Erik Truffaz | Murcof – Being Human Being – (2014)
Il y a quelques années, j’avais vu et revu sur Mezzo, la retransmission du concert avec dessins sur grand écran retraçant le travail d’Henki Bilal, qui est également l’auteur de la pochette. On pourrait d’ailleurs parler d’un trio tant Bilal influe et inspire la quasi-totalité de cette musique.

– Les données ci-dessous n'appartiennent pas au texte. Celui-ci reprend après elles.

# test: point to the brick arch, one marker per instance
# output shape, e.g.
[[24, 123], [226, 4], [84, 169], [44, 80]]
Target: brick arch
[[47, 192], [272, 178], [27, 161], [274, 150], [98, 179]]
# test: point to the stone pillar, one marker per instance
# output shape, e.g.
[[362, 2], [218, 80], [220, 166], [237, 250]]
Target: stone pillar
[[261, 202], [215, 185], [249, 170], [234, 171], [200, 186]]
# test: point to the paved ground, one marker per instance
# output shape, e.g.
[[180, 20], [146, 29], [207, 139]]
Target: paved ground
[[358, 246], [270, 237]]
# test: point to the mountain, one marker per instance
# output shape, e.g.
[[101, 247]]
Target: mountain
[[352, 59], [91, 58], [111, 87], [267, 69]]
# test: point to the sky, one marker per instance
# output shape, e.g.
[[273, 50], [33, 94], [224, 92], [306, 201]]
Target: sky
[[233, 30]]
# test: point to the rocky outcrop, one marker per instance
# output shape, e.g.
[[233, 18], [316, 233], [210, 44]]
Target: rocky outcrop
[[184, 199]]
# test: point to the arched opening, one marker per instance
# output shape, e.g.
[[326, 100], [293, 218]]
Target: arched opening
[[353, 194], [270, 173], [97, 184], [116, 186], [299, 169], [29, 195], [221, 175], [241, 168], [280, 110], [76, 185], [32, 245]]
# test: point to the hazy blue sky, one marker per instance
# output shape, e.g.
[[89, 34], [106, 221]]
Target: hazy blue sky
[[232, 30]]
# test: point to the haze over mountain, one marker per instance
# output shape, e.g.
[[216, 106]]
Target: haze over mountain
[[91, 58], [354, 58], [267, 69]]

On connaît évidemment Erik Truffaz qui joue ici de la trompette, du piano, du tuba ainsi que de sa voix. Il est en compagnie d’un musicien avec lequel il joue parfois et notamment sur cet album, Murcof qui est mexicain et joueur d’électro. Les deux ont composé la musique en s’inspirant de l’atmosphère des mondes d’Enki, ainsi que du scénario imaginé par celui-ci pour cette aventure futuriste, « Being Human Being », une sorte de variation à partir des personnages de bande dessinée de sa trilogie « Nikopol ».
Les concerts graphiques qui ont suivi ont, en outre, bénéficié de la présence de Mahut aux percus et du batteur Philippe Garcia. On pourrait quasiment qualifier cet album de musique planante, au sens où cette expression était utilisée autrefois, vous connectant avec un monde parallèle et dissocié, obéissant à d’autres lois que celles qui régissent nos vies habituelles, le temps d’environ une petite heure…
Sur l’album en lui-même deux invités s’ajoutent au duo, Nina, la fille d’Erik Truffaz à la clarinette sur le titre « And Nina », dont on comprend ce qu’il signifie. Il y a également Catherine Delpeuche au violoncelle sur « The Eye » qui gagne ainsi en ampleur.
Mais ce qui fait l’essentiel de cette réussite musicale c’est la complicité entre l’homme aux machines, Murcof, pas vraiment glacial, qui assure les rythmiques avec une distance qui sied bien au thème abordé, et qui colorie convenablement l’espace avec ses textures, auxquelles participe également Truffaz, passant de l’avant-plan à l’arrière-plan selon les nécessités du moment.
Il y a également un gros travail sur le « son » lors de la production. Un bel album qui va bien dans la discographie du trompettiste.